Generalized Griffith criterion for dynamic fracture and the stability of crack motion at high velocities

We use Eshelby's energy momentum tensor of dynamic elasticity to compute the forces acting on a moving crack front in a three-dimensional elastic solid [Philos. Mag. 42, 1401 (1951)]. The crack front is allowed to be any curve in three dimensions, but its curvature is assumed small enough so that near the front the dynamics is locally governed by two-dimensional physics. In this case the component of the elastic force on the crack front that is tangent to the front vanishes. However, both the other components, parallel and perpendicular to the direction of motion, do not vanish. We propose that the dynamics of cracks that are allowed to deviate from straight line motion is governed by a vector equation that reflects a balance of elastic forces with dissipative forces at the crack tip, and a phenomenological model for those dissipative forces is advanced. Under certain assumptions for the parameters that characterize the model for the dissipative forces, we find a second order dynamic instability for the crack trajectory.

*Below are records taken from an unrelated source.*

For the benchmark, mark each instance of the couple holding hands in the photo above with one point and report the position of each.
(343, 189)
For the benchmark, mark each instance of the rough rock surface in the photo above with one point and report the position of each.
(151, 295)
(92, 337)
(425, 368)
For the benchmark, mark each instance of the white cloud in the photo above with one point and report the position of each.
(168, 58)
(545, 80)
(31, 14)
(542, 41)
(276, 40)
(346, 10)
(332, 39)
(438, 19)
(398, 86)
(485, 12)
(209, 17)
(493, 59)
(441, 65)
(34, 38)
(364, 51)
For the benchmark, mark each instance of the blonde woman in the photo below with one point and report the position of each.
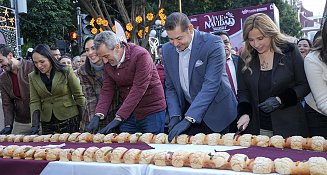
(271, 81)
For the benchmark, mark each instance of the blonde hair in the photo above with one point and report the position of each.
(268, 28)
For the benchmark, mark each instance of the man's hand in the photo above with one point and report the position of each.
(113, 124)
(269, 105)
(243, 121)
(6, 130)
(34, 130)
(92, 127)
(173, 121)
(178, 129)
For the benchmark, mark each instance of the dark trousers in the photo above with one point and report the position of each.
(60, 126)
(196, 128)
(317, 122)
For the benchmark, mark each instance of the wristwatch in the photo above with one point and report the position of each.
(101, 116)
(190, 119)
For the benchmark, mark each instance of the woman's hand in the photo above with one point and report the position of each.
(243, 121)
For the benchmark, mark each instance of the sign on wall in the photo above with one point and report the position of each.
(231, 21)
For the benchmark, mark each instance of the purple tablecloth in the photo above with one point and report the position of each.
(35, 167)
(273, 153)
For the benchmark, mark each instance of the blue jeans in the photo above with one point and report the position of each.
(153, 123)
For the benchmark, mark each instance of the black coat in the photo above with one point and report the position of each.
(288, 82)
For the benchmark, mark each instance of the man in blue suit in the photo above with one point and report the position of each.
(198, 93)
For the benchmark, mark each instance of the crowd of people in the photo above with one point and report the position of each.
(275, 86)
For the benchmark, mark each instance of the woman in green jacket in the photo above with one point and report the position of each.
(57, 100)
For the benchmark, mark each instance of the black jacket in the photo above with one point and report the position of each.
(289, 83)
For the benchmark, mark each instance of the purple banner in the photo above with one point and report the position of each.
(231, 21)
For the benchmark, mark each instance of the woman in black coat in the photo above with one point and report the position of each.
(271, 81)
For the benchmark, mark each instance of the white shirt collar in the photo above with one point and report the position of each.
(189, 46)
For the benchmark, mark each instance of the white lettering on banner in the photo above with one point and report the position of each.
(219, 22)
(245, 11)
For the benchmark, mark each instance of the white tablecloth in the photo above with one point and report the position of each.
(93, 168)
(85, 168)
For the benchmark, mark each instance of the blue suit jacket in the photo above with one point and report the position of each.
(212, 97)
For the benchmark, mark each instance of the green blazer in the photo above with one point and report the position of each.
(66, 93)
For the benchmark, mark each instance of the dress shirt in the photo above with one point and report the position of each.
(184, 60)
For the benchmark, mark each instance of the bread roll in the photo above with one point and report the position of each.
(85, 137)
(11, 138)
(110, 138)
(98, 138)
(198, 159)
(47, 138)
(277, 141)
(199, 139)
(262, 140)
(228, 139)
(19, 153)
(73, 137)
(8, 152)
(53, 154)
(134, 138)
(297, 142)
(180, 158)
(317, 143)
(238, 162)
(2, 148)
(77, 155)
(64, 137)
(218, 159)
(19, 138)
(29, 138)
(161, 138)
(132, 156)
(29, 154)
(89, 154)
(262, 165)
(55, 138)
(40, 154)
(160, 158)
(246, 140)
(38, 138)
(146, 138)
(104, 154)
(146, 157)
(284, 165)
(301, 168)
(183, 139)
(65, 155)
(117, 155)
(317, 165)
(3, 138)
(123, 137)
(213, 139)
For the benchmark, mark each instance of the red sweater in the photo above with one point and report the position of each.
(138, 83)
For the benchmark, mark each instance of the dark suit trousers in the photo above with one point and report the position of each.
(317, 122)
(196, 128)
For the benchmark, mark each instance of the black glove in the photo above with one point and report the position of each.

This is signaled by the existence of a critical velocity V-c such that far velocities V < V-c the motion is governed by K-II = 0, while for V > V-c it is governed by K-II not equal 0. This result provides a qualitative explanation for some experimental results associated with dynamic fracture instabilities in thin brittle plates. When deviations from straight Line motion are suppressed, the usual equation of straight line crack motion based on a Griffiths-like criterion is recovered. [S1063-651X(99)12408-5].